Donald Trump has been both a purveyor of this content — in both the entertainment and political realms— and beneficiary of the phenomenon that has elevated it to the status of fact.
The political exploitation of post-truth may be new to America in its most recent, emotionally charged incarnation as opposed to its less sophisticated, pre-post-truth manifestations, which included lying, prevaricating, non-denial denials and pathological parsing, all of which were considered politically undesirable, possibly disqualifying and, occasionally, impeachable.
But it is not new to other, less democratic jurisdictions. Post-truth has been the status quo in countries where unimaginable effort and expense are expended annually to perpetuate narratives in which objective facts have been less influential in shaping public opinion than appeals to emotion and personal belief for a few years now.
The value in this practice is that it enables, justifies and rationalizes the production of certain outcomes — political, social, economic and more and more frequently involving the suspension of civil liberties, including the incarceration of the purveyors of real as opposed to fake news, the surveillance of citizens who’ve committed no crime, the wider erosion of privacy laws and the redefinition of dissent to include a breathtakingly vast array of opinion.
Given that, in the nearly three decades since America won the Cold War, the world has gradually shifted away from bottom-line democratic norms and toward practices that echo those of less democratic nations, what are the outcomes that await us as a result of the orgy of post-truth that has been unfolding on the political stage of the only democratic superpower for the past 18 months?
It has been widely observed that Donald Trump is not an ideologue and that seems to be true. Mr.

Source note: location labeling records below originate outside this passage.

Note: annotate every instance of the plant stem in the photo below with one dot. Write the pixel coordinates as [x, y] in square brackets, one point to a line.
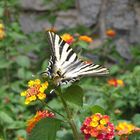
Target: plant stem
[70, 118]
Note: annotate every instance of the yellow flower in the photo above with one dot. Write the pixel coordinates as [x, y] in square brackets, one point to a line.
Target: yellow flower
[39, 115]
[111, 33]
[2, 32]
[103, 121]
[41, 96]
[85, 38]
[96, 117]
[124, 128]
[68, 38]
[23, 93]
[94, 123]
[35, 91]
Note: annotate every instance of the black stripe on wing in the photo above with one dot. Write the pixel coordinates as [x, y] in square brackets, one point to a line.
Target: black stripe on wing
[49, 69]
[61, 49]
[93, 69]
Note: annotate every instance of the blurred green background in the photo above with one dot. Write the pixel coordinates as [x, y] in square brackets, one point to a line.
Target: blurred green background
[24, 53]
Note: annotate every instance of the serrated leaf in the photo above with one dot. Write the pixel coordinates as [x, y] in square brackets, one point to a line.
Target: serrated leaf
[74, 94]
[45, 129]
[97, 109]
[23, 61]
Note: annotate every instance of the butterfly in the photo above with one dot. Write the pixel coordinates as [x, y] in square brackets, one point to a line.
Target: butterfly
[64, 65]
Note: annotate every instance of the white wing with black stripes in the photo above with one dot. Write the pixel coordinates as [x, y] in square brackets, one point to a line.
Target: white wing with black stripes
[64, 65]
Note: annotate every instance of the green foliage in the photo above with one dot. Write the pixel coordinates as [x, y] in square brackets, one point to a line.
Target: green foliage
[74, 94]
[23, 55]
[45, 129]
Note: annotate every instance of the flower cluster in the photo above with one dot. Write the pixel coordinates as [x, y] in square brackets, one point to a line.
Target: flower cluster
[35, 91]
[39, 115]
[125, 128]
[98, 126]
[2, 32]
[110, 33]
[85, 38]
[115, 82]
[68, 38]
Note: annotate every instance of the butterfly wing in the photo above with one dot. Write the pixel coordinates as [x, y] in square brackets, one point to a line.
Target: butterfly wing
[65, 59]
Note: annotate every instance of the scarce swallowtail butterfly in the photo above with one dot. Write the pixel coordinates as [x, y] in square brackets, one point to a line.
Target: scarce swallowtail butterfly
[64, 66]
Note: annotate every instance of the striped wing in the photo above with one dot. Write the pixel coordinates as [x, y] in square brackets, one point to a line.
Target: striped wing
[66, 60]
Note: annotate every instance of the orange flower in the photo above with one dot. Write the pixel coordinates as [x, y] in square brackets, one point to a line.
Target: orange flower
[68, 38]
[35, 91]
[98, 126]
[85, 38]
[39, 115]
[111, 33]
[125, 128]
[116, 82]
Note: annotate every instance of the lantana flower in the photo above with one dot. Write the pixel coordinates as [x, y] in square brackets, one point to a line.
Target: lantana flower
[116, 82]
[35, 91]
[111, 33]
[99, 127]
[68, 38]
[125, 128]
[2, 32]
[39, 115]
[86, 38]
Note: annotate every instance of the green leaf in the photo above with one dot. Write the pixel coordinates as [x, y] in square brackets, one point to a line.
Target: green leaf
[5, 119]
[23, 61]
[74, 94]
[97, 109]
[45, 129]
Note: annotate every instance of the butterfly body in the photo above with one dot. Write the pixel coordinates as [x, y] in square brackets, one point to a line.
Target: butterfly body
[64, 65]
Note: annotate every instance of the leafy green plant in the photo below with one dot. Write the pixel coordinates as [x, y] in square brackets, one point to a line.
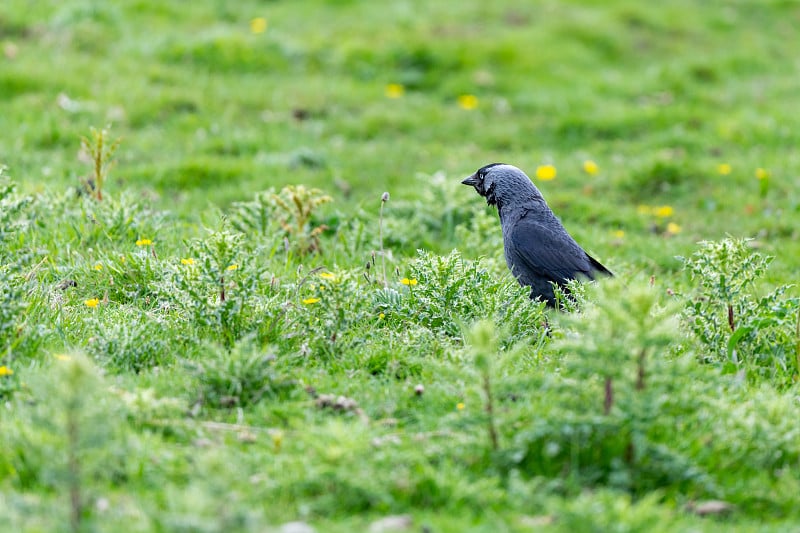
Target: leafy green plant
[239, 377]
[215, 285]
[296, 205]
[444, 293]
[99, 148]
[614, 437]
[732, 323]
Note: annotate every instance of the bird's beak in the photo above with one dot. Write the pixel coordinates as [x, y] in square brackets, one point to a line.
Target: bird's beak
[471, 180]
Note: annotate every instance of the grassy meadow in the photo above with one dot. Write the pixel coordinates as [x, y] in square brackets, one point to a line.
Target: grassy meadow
[213, 319]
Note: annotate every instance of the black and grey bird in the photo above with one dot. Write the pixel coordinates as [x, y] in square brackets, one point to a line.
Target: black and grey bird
[539, 251]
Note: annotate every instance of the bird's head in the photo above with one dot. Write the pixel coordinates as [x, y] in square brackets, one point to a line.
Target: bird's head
[503, 184]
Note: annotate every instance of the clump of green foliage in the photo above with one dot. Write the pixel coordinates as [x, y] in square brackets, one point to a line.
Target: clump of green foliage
[735, 325]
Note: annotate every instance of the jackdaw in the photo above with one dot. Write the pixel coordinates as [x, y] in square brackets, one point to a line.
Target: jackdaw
[539, 251]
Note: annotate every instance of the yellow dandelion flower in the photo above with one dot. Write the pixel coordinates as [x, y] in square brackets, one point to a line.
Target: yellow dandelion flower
[663, 211]
[394, 90]
[258, 25]
[546, 172]
[468, 102]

Trump, for all his contradictions, seems to be relatively uncomplicated in that he has spent the past half-century satisfying the overriding goal of making money — not an ignoble mission but one that, in most previous presidents, has been either not applicable or dwarfed biographically by more altruistic pursuits.

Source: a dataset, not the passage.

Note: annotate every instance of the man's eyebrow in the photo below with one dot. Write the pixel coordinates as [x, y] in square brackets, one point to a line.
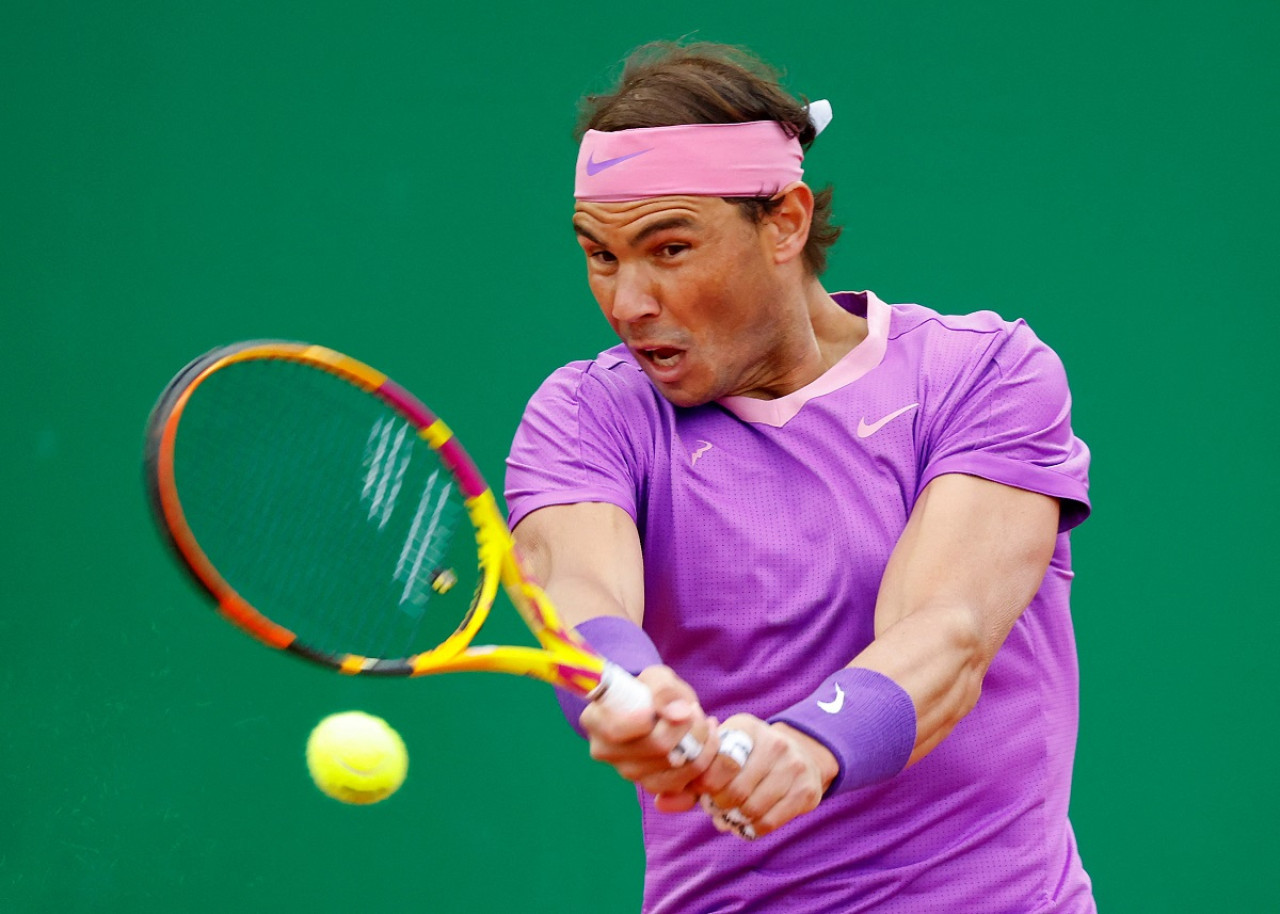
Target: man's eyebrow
[661, 225]
[585, 233]
[647, 232]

People were angry before Donald Trump channelled that anger into a previously unthinkable election outcome. They were not particularly angry at each other. They were angry because their lives have changed radically in the past two decades and when the present is this unfamiliar, the future becomes unfathomable. Giving them someone to blame is an alluring diversion from that unfathomability.
As has also been said about Mr. Trump, he may surprise us. It may transpire that the outcomes he envisions benefit not just him and the interests invested in his election victory, but the majority of Americans and people in the rest of the world whose fates are tied to America’s continued ability to effect positive outcomes elsewhere.
Whatever else Donald Trump does, the one thing he has been from the moment he first rolled down that escalator and delivered the launch speech that recalibrated our credulity on what was possible in American political life to the moment he entrenched that recalibration by winning the election, he has been an hourly post-truth content provider and credulity recalibrator.
Meanwhile, what can we do about a culture in which truth has become a casualty of manipulation, manufactured narratives and fiction-based tactical warfare? Practice hypervigilance, informed discernment and unwavering common sense.
Nearly 20 years ago, when I was first based in Washington, I wrote a column about the difference between the job of president and the role of president. Mr. Trump does not, technically, have the job yet. But his role already seems to be to fill our inboxes with the historically unprecedented.